IEEE Access (Jan 2022)
Deep Learning Based Classification of Military Cartridge Cases and Defect Segmentation
Abstract
The final stage of the production process in the industry is quality control. Quality control answers the question of is there a defect on the surface of the products. Frequently the quality control is performed manually. The disadvantages of manual quality control are high error rate (low accuracy), low product rate (low performance) and high expense rate (high cost). The solution is automatic quality control using machine vision systems. These systems classify the products and segment the defects on their surfaces by processing the images taken by cameras during the production process in real-time. Some products like military cartridge cases have metallic, cylindrical, non-uniform texture and highly reflective surface. So, the quality of images is very important. Another factor that affects the accuracy is the non-uniform texture of the product surface. Distinguishing the product non-uniform texture from defect texture is a challenging problem. In previous works, this problem has been tried to be solved with image processing and deep learning techniques and the accuracy of 97% and 96% have been obtained, appropriately.
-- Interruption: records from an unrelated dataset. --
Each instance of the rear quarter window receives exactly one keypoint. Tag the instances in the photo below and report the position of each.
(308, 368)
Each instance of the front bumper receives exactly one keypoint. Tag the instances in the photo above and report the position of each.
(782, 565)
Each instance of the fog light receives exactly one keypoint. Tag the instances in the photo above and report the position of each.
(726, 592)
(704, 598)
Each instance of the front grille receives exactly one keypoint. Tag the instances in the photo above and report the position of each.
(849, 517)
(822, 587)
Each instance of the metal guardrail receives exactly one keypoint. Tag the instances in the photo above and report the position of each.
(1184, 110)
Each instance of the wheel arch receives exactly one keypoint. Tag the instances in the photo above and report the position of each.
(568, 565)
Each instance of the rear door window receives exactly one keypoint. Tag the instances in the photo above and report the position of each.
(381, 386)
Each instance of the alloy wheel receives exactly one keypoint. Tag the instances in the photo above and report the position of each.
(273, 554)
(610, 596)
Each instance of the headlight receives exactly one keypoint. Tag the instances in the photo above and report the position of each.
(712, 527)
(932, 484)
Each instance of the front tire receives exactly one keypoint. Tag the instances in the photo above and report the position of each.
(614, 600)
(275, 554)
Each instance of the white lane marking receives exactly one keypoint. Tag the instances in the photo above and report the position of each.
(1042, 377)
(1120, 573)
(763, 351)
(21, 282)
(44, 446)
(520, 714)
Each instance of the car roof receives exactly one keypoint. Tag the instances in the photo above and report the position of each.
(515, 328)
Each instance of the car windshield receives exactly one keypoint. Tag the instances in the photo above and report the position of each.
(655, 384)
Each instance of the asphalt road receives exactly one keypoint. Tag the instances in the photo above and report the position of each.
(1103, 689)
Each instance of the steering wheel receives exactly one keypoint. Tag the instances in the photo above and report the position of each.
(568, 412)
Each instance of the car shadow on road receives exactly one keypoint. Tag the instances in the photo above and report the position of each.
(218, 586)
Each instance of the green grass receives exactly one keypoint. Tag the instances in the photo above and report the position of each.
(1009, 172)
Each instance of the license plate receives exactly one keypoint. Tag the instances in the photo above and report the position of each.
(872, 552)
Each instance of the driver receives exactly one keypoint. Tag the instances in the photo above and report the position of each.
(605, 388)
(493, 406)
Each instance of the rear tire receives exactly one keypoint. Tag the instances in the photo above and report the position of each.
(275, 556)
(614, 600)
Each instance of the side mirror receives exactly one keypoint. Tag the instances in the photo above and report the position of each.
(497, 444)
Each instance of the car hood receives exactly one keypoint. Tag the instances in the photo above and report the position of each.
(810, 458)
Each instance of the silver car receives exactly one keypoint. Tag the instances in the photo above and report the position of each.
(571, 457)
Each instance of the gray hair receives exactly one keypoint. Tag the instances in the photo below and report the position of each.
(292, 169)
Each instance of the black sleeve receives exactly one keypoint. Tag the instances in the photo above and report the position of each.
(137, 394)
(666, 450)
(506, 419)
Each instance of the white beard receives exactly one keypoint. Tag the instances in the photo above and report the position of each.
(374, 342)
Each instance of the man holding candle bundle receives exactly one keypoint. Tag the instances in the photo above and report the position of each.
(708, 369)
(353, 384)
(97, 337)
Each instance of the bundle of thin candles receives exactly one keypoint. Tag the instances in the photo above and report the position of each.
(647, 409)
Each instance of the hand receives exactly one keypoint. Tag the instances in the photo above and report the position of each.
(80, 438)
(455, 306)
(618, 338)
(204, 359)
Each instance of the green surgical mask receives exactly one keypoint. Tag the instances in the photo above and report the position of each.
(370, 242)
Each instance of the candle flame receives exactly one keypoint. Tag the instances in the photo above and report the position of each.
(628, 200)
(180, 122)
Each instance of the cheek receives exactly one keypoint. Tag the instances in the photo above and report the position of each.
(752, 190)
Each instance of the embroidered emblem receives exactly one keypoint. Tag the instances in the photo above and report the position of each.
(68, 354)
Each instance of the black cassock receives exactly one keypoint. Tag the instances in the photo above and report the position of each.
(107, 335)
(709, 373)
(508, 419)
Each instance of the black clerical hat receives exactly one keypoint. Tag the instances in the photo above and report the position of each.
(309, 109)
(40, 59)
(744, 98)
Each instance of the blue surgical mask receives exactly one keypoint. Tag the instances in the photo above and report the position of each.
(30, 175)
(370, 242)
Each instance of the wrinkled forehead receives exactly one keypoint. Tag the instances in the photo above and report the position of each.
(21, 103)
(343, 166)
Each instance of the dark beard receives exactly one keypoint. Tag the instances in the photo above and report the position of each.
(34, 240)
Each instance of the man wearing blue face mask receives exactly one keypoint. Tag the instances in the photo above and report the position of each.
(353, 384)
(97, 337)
According to NATO standards, the accuracy of the classification of the military cartridge cases should be above 99%. In this work, the methodology for classification of the military cartridge cases and segmentation of the defects on their surfaces with non-uniform texture is proposed to increase the accuracy. In scope of the proposed methodology the datasets with non-defective, defective, and labeled/masked image classes of the cartridge cases were created, the deep learning models to classify the military cartridge cases and segment the defects on their surfaces were proposed, implemented, and obtained results were evaluated using the metrics such as Accuracy, Precision, Recall, F1-Score, Jaccard Index (JI) and Mean Intersection over Union (mIoU). Obtained results showed that the proposed methodology increased the accuracy of classification to 100% with the DenseNet169 model and the F1-Score of segmentation to 92.1% with Improved U-Net and ResUnet models.